Interpretation: Median $55, mean $485 (right-skewed);
99th percentile $3,578; max ~$3,578 (metadata as of 2025-10-10).
Aggregation guidance: Use lineTotal for revenue; unitPrice * orderQty for pre-discount;
winsorize or filter outliers for AOV analysis if high-value SKUs dominate.
Data notes: Reflects pricing at order date; does not update with catalog changes.
tests:
- not_null
- dbt_utils.accepted_range:
min_value: 0
meta:
unit: USD
- name: unitPriceDiscount
description: |
Discount rate applied to unitPrice (decimal; 0 = no discount, 0.15 = 15% off).
Calculation: Stored as decimal proportion (not percentage).
Interpretation: 97.1% of lines have 0 discount; 1.1% have 2% discount;
remaining <2% have 5-35% discount (metadata as of 2025-10-10).
Patterns & Insights: Discounts are applied selectively; most transactions are full-price.
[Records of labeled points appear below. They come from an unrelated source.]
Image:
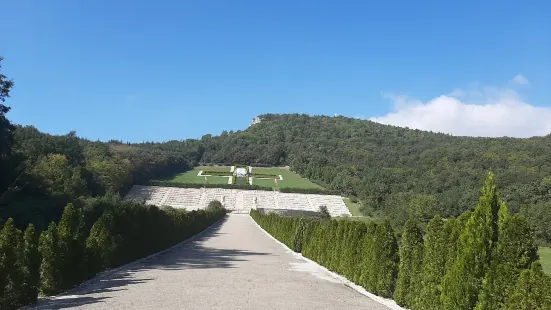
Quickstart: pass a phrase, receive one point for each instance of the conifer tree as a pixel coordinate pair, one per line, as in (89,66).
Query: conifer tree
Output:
(434,262)
(11,278)
(516,250)
(532,290)
(454,227)
(71,242)
(411,259)
(354,250)
(367,274)
(50,277)
(386,259)
(462,283)
(101,244)
(31,266)
(299,235)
Watch out for: Do not confuse with specialOfferID; discount may apply independently of offer campaigns.
tests:
- not_null
- dbt_utils.accepted_range:
min_value: 0
max_value: 1
meta:
unit: proportion
- name: lineTotal
description: |
Line-level revenue in USD.
Calculation: unitPrice * orderQty * (1 - unitPriceDiscount); pre-calculated in stg_sales_order_detail.
Interpretation: Median $187, mean $974 (right-skewed);
99th percentile ~$8,588; max ~$27,894 (metadata as of 2025-10-10).
Aggregation guidance: SUM for revenue rollups; winsorize top 1% if outliers distort segment analysis.
Data notes: Excludes tax and shipping; reflects net product revenue only.
tests:
- not_null
- dbt_utils.accepted_range:
min_value: 0
meta:
unit: USD
- name: rowguid
description: |
System-generated GUID for internal ETL tracking.
Watch out for: Not meaningful for business analysis; do not use as a join key or filter.
- name: modifiedDate
description: |
Timestamp of last update to the record.
How to use it: Track data freshness; filter for incremental loads.
Data characteristics: Spans 2022-09-10 to 2025-10-10; ~723 distinct timestamps;
clustered around daily batch times (6am/7am).
Watch out for: Reflects ETL refresh, not order date; use salesOrderID join for order context.